- Interactive map of the Martin Luther King Jr. Federal Building area
- Alternative names: United States Post Office, Federal Annex

General information
- Type: Government offices
- Location: 77 Forsyth Street SW Atlanta, Georgia
- Coordinates: 33°45′12″N 84°23′46″W﻿ / ﻿33.7532°N 84.3961°W
- Completed: 1933
- Cost: $3,000,000
- Owner: General Services Administration
- Management: General Services Administration

Height
- Roof: 116.74 m (383.0 ft)

Technical details
- Floor count: 10
- Floor area: 291,025 sq ft (27,037.1 m^{2})

Design and construction
- Architect: A. Ten Eyck Brown
- Developer: General Services Administration

= Martin Luther King Jr. Federal Building =

The Martin Luther King Jr. Federal Building (shorter form King Federal Building) is a building in Atlanta, Georgia. It was completed in 1933 in classical style for the United States Postal Service, and is now used as office accommodation by the United States Federal Government. It is included in the National Register of Historic Places.

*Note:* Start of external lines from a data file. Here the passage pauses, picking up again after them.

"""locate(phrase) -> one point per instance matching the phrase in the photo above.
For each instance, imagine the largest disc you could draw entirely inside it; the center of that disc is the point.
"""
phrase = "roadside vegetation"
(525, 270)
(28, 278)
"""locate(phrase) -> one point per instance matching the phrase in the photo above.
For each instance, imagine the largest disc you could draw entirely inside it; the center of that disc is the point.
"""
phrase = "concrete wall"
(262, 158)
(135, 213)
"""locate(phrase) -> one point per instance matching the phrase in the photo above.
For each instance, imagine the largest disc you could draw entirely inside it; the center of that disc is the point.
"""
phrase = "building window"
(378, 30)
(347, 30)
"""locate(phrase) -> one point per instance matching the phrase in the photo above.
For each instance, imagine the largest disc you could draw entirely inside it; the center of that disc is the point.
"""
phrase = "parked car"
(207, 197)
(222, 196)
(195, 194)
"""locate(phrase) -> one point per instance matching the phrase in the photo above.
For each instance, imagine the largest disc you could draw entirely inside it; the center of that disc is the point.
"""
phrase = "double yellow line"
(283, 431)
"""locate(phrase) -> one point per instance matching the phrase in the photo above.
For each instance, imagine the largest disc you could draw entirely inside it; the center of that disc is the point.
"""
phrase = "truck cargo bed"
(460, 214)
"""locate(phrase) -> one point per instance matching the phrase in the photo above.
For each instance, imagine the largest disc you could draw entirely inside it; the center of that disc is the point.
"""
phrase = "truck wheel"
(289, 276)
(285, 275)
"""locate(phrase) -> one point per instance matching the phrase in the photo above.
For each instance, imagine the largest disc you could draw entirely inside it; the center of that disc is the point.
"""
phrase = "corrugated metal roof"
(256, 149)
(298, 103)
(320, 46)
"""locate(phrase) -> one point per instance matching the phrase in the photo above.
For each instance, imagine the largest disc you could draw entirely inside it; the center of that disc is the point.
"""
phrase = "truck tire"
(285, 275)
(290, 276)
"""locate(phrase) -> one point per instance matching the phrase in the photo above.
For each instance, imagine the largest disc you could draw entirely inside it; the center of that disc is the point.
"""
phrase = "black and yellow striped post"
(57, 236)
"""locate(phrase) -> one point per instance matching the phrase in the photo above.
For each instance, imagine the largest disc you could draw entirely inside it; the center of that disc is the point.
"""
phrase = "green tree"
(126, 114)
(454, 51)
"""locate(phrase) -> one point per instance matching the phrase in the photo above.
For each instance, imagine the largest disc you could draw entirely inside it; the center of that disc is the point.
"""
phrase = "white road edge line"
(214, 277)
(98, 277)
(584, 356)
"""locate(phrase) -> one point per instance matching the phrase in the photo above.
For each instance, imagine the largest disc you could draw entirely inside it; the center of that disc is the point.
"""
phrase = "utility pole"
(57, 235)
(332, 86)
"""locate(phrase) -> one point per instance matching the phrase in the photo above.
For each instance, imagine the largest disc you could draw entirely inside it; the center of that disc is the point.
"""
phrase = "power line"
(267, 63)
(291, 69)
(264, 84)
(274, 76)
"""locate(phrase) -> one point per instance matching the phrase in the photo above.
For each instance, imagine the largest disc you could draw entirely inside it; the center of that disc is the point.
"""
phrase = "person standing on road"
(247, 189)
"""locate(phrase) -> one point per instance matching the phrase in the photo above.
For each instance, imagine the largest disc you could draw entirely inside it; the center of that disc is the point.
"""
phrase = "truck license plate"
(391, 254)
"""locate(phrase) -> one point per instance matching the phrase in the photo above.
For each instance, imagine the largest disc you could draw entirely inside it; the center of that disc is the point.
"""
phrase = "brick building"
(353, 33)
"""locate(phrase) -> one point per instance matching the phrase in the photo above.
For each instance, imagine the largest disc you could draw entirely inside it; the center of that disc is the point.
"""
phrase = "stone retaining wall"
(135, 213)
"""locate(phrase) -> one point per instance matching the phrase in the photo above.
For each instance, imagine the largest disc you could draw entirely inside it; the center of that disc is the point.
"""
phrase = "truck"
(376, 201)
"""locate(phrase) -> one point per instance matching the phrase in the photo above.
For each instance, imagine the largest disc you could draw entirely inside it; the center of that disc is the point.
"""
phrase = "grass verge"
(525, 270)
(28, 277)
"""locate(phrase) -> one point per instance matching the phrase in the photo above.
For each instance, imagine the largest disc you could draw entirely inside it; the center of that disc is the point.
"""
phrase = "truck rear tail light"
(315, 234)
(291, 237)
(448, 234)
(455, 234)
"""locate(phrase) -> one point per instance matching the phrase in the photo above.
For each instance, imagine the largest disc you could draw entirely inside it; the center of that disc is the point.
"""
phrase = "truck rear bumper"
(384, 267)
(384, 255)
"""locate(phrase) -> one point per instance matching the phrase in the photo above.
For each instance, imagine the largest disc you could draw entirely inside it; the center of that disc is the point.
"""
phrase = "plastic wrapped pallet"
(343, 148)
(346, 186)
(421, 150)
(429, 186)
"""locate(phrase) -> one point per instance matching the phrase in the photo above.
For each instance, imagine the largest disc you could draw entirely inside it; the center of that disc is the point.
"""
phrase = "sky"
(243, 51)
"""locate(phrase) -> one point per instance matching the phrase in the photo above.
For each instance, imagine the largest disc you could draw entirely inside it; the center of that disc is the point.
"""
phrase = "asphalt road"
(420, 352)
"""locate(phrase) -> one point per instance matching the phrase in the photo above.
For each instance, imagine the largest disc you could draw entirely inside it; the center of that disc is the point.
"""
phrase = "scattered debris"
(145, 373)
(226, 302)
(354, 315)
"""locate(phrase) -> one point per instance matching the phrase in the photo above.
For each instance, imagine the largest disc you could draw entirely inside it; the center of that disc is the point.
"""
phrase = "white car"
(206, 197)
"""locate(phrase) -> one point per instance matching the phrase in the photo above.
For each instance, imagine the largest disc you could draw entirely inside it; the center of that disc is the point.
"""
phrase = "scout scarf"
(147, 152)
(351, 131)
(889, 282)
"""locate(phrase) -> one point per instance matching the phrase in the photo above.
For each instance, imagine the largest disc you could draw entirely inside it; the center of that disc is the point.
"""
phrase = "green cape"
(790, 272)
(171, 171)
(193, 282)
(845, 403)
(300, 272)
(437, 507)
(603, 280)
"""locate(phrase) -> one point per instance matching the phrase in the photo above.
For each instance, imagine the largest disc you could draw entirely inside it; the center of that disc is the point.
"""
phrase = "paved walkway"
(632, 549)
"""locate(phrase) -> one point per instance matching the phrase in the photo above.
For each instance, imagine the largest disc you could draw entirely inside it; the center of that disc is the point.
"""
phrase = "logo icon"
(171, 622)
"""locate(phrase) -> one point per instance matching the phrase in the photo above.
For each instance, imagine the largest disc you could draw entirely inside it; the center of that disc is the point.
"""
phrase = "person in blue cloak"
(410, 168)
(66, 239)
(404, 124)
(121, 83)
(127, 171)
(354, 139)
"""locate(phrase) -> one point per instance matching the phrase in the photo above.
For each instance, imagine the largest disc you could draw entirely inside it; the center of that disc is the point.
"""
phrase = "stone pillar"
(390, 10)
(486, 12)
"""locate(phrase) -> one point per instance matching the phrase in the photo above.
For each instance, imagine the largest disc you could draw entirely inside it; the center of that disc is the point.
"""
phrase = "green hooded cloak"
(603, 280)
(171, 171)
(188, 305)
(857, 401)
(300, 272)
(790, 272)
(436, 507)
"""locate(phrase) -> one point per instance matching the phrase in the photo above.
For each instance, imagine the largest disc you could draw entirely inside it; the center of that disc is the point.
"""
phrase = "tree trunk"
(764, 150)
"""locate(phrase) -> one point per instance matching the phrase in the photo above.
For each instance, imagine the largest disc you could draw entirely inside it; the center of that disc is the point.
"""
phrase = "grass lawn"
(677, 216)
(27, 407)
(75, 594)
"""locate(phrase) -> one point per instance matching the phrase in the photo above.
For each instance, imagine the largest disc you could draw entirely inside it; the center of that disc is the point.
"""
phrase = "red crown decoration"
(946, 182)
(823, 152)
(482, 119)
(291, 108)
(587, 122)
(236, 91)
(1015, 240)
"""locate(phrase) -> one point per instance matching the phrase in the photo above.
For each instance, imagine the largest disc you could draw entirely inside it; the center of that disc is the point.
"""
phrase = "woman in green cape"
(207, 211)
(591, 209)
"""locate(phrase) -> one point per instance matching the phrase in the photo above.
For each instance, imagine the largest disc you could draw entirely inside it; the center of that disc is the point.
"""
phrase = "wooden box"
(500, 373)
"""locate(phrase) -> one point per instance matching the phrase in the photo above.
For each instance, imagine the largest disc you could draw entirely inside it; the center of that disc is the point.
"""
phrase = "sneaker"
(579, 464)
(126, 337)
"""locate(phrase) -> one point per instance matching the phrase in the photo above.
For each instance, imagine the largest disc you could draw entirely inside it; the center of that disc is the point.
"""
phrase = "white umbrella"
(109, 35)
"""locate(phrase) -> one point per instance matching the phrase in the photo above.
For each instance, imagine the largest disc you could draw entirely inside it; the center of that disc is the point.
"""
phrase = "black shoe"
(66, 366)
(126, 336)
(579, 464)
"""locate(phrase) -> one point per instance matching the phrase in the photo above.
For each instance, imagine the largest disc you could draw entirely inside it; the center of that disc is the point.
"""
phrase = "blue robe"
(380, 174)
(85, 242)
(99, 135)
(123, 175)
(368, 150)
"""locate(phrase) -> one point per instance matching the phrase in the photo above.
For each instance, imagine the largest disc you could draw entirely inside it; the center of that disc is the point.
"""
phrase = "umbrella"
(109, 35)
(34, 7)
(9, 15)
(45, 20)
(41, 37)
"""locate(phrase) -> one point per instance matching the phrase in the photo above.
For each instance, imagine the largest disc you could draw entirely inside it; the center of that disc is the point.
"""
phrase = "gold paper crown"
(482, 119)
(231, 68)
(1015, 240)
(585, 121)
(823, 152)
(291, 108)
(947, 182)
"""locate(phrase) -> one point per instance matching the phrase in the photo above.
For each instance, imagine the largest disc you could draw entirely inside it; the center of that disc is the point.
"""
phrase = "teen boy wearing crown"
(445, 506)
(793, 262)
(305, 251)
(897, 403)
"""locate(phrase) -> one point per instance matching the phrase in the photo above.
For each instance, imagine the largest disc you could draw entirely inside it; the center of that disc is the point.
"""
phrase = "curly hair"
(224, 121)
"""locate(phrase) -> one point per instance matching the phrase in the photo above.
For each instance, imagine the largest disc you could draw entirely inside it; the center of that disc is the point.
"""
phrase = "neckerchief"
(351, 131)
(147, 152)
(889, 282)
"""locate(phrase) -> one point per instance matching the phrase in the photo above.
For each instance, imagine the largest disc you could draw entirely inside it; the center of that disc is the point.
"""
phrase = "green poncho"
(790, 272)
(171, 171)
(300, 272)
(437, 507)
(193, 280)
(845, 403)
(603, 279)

The building was constructed by the Work Projects Administration, a New Deal agency, reflecting the expansion of Federal activity at that time. It was located adjacent to Terminal Station in Spring Street, and mail was transferred via tunnels from the railroad network, which then handled most long-distance mail. Later the building became a Federal office building, receiving its present name in 1988. The General Services Administration (GSA) undertook renovation in 2012, as far as possible in line with current "green building" criteria.

The building served Police Squad headquarters in the 2025 film The Naked Gun.